Coleman recalled that when Planning & Zoning had approved variances for the Quik Trip near the location, it made it clear that providing maintenance for commercial trucks and allowing overnight parking for truckers wouldn’t be allowed. Coleman asked if truckers were staying overnight at the truck parking facility. Forsyth economic development director Cody Ellis said the facility advertises for daily, weekly and monthly parking. Rowland said the facility isn’t marketed as an overnight stop for truckers but he wasn’t sure whether any drivers were using it as such.
“You’re already allowing it as a truck stop by your definition,” said Rowland. “You can’t ask for a much better one.”
Coleman said that with its access to I-75 there are better uses for the property, such as retail and professional offices, than as a truck stop.
“If it was presented to me this way on Day 1, I would have said ‘no.’”
Planning & Zoning vice chair Martin Presley asked what kind of trucks are parking at the facility, and Rowland said over the road trucks, like 18-wheelers. Martin said it was probable that some truckers from out of town were stopping to meet federal guidelines for hours on the road. He asked Rowland if tire changes and oil changes would be done at the site if the variance is approved and was told they would.
Planning & Zoning member Hal Clarke commented that the facility is visible up and down I-75 and is not an attractive addition to the city of Forsyth.
“It’s hard to make a truck stop look good,” he said.

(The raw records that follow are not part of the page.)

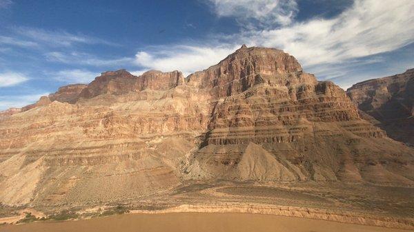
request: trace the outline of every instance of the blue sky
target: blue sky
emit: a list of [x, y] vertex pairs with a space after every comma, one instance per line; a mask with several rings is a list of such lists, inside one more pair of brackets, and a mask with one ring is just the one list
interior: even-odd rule
[[343, 88], [414, 67], [412, 0], [0, 0], [0, 110], [107, 70], [184, 74], [246, 43]]

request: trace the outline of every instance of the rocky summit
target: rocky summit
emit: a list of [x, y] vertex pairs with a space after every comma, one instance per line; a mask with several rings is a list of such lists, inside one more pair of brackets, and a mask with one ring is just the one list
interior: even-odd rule
[[414, 146], [414, 69], [355, 84], [346, 92], [364, 118]]
[[[400, 81], [407, 75], [348, 93], [361, 109], [389, 112], [384, 105], [409, 103], [400, 101], [413, 93], [412, 78]], [[103, 72], [1, 114], [0, 202], [99, 205], [160, 193], [206, 200], [208, 191], [184, 197], [180, 188], [223, 182], [414, 185], [414, 149], [364, 119], [351, 98], [273, 48], [244, 45], [186, 78]]]

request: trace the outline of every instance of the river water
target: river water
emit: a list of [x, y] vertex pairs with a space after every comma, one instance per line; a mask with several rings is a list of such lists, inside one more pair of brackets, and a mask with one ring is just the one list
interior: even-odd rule
[[1, 232], [407, 232], [301, 218], [248, 213], [124, 214], [90, 220], [0, 226]]

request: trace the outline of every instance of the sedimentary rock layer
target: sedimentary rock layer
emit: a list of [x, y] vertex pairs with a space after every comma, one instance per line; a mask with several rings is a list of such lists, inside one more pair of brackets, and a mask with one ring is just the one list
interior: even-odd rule
[[193, 179], [411, 185], [413, 156], [293, 56], [243, 46], [186, 78], [106, 72], [3, 116], [0, 201], [108, 202]]
[[355, 84], [346, 92], [367, 120], [414, 146], [414, 69]]

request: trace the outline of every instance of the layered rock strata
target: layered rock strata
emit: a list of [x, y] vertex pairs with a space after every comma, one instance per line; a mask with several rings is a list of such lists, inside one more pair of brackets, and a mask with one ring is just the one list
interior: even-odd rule
[[193, 179], [414, 183], [413, 149], [275, 49], [243, 46], [186, 78], [107, 72], [23, 111], [0, 121], [5, 204], [115, 202]]
[[414, 69], [355, 84], [346, 92], [365, 118], [414, 146]]

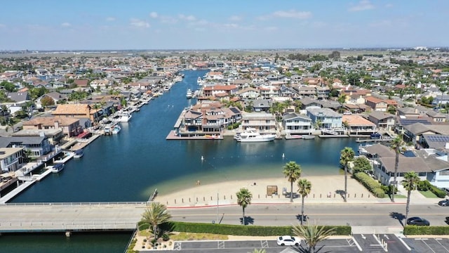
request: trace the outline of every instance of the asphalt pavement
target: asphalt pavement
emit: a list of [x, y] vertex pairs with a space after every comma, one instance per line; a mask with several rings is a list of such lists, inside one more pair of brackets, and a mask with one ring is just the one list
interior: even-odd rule
[[[438, 249], [438, 241], [429, 240], [431, 245]], [[414, 247], [418, 251], [412, 252], [432, 252], [429, 248], [422, 246], [422, 241], [415, 240]], [[429, 243], [431, 244], [431, 243]], [[426, 246], [424, 245], [424, 246]], [[420, 248], [418, 248], [420, 247]], [[426, 246], [427, 247], [427, 246]], [[217, 253], [248, 253], [254, 249], [265, 249], [267, 253], [293, 253], [305, 252], [307, 245], [302, 242], [299, 247], [289, 246], [278, 246], [276, 240], [240, 240], [240, 241], [187, 241], [175, 242], [174, 250], [179, 252], [217, 252]], [[347, 238], [327, 239], [316, 246], [318, 252], [391, 252], [403, 253], [410, 252], [410, 247], [406, 245], [403, 240], [394, 234], [380, 235], [354, 235]], [[425, 250], [424, 250], [425, 249]], [[424, 251], [419, 251], [424, 250]], [[141, 252], [152, 251], [142, 250]], [[158, 252], [172, 252], [170, 250], [158, 250]], [[434, 251], [434, 253], [449, 252], [449, 251]]]

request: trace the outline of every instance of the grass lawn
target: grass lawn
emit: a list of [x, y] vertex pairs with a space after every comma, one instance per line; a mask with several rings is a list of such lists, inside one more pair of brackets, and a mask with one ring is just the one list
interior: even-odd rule
[[[391, 197], [390, 197], [390, 195], [389, 195], [388, 194], [385, 194], [385, 197], [384, 197], [384, 198], [391, 198]], [[398, 194], [394, 195], [394, 199], [396, 200], [398, 198], [407, 198], [407, 196], [403, 195], [398, 195]]]
[[418, 191], [420, 192], [420, 193], [422, 194], [422, 195], [426, 197], [429, 197], [429, 198], [439, 198], [439, 197], [438, 197], [438, 196], [436, 196], [435, 195], [435, 193], [432, 193], [430, 190], [426, 190], [426, 191], [418, 190]]

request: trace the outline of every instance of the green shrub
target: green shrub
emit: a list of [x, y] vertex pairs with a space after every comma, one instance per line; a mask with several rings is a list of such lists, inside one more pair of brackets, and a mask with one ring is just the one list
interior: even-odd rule
[[385, 192], [380, 188], [375, 188], [373, 190], [373, 194], [377, 197], [385, 197]]
[[377, 197], [385, 197], [385, 191], [382, 189], [380, 183], [373, 179], [365, 172], [358, 172], [353, 175], [354, 178], [359, 181]]
[[420, 181], [417, 185], [417, 190], [422, 191], [427, 191], [430, 190], [432, 185], [427, 180]]
[[142, 223], [139, 225], [139, 231], [145, 231], [149, 228], [149, 224], [147, 223]]
[[434, 193], [434, 194], [435, 194], [438, 197], [443, 198], [446, 197], [446, 192], [444, 191], [444, 190], [441, 190], [436, 186], [431, 186], [430, 190]]
[[[196, 223], [173, 221], [173, 231], [186, 233], [206, 233], [217, 235], [277, 236], [291, 234], [292, 226], [262, 226], [228, 224]], [[351, 234], [349, 226], [325, 226], [326, 228], [335, 228], [335, 235]]]
[[449, 235], [449, 226], [406, 226], [404, 235]]

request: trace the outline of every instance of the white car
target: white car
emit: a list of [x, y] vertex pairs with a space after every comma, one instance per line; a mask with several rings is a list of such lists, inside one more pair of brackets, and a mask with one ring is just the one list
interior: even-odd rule
[[283, 235], [278, 238], [276, 242], [279, 246], [300, 246], [301, 245], [301, 239], [290, 235]]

Presley made a motion to table the variance and have Tafolla come to the next Planning & Zoning meeting and give details about his plans. Rowland said he would prefer to take the request on to city council, which has the authority to make a decision. Planning & Zoning then voted unanimously to deny the request for the variance, with Coleman, Presley, Clarke, James Freeman and Michael Brewer in attendance. Members Kathy Rowland and Keisha Rawls were not present.
George Emami then asked to speak to Planning & Zoning. He said he was asked to help with the construction and development of the service center at the truck parking facility. He said it is in line with other businesses in the area and asked what needs to be addressed in taking the variance request to city council. He said Taffolla works in Atlanta most days and, because of concerns about language skills, usually has someone else speak for him at official meetings.

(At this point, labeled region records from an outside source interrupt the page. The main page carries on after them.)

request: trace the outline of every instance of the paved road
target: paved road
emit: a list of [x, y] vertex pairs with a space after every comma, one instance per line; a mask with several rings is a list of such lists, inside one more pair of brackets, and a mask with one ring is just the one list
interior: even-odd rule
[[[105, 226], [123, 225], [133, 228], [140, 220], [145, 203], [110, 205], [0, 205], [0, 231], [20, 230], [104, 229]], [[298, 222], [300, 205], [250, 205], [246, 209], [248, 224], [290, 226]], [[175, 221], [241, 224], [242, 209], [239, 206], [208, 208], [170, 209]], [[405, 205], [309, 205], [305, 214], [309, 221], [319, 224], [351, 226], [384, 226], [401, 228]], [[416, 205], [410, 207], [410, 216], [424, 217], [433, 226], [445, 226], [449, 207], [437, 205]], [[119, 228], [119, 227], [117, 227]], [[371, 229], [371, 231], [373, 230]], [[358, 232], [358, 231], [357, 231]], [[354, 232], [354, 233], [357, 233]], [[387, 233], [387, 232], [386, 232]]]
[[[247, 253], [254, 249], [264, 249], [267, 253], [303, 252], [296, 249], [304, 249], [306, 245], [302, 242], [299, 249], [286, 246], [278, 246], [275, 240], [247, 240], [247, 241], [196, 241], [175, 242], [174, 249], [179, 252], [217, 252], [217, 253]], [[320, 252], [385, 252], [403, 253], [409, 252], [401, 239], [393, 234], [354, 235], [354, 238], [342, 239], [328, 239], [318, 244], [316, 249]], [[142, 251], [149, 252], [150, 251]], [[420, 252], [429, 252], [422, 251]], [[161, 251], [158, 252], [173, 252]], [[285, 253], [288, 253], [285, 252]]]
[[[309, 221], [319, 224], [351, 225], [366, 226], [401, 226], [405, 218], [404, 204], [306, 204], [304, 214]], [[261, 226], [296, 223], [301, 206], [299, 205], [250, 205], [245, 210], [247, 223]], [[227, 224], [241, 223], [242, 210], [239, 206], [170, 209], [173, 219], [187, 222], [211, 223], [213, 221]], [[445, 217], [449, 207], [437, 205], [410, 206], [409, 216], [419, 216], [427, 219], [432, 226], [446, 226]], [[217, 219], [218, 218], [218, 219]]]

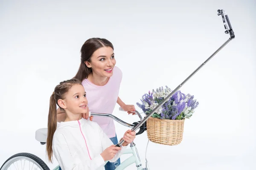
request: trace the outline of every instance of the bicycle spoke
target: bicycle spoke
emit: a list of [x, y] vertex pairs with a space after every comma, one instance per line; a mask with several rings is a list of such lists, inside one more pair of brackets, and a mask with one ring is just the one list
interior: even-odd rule
[[24, 161], [24, 165], [23, 166], [23, 170], [24, 170], [24, 167], [25, 167], [25, 162], [26, 162], [26, 159]]
[[17, 168], [16, 168], [16, 167], [15, 166], [14, 164], [13, 163], [12, 164], [13, 164], [13, 166], [14, 166], [14, 167], [15, 167], [15, 170], [17, 170]]
[[18, 167], [18, 170], [19, 170], [19, 165], [18, 165], [18, 162], [16, 161], [16, 164], [17, 164], [17, 167]]
[[33, 167], [34, 166], [34, 163], [33, 163], [33, 165], [32, 165], [32, 168], [31, 168], [31, 170], [33, 169]]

Coleman said the business would match Williams Brothers, which is across the street, but Williams Brothers is downsizing rather than expanding. The residences in the area are older and are not likely to be maintained in the future, clearing the way for other development using the easy access to the interstate.
In other business Coleman and Presley were reelected chair and vice chair of the Forsyth Planning & Zoning Commission. An updated table of permitted, not permitted and conditional uses in Forsyth’s seven non-residential zoning districts was unanimously approved as presented by Ellis. Ellis said he created the updated table over the last two years according to what citizens and elected officials have said they want.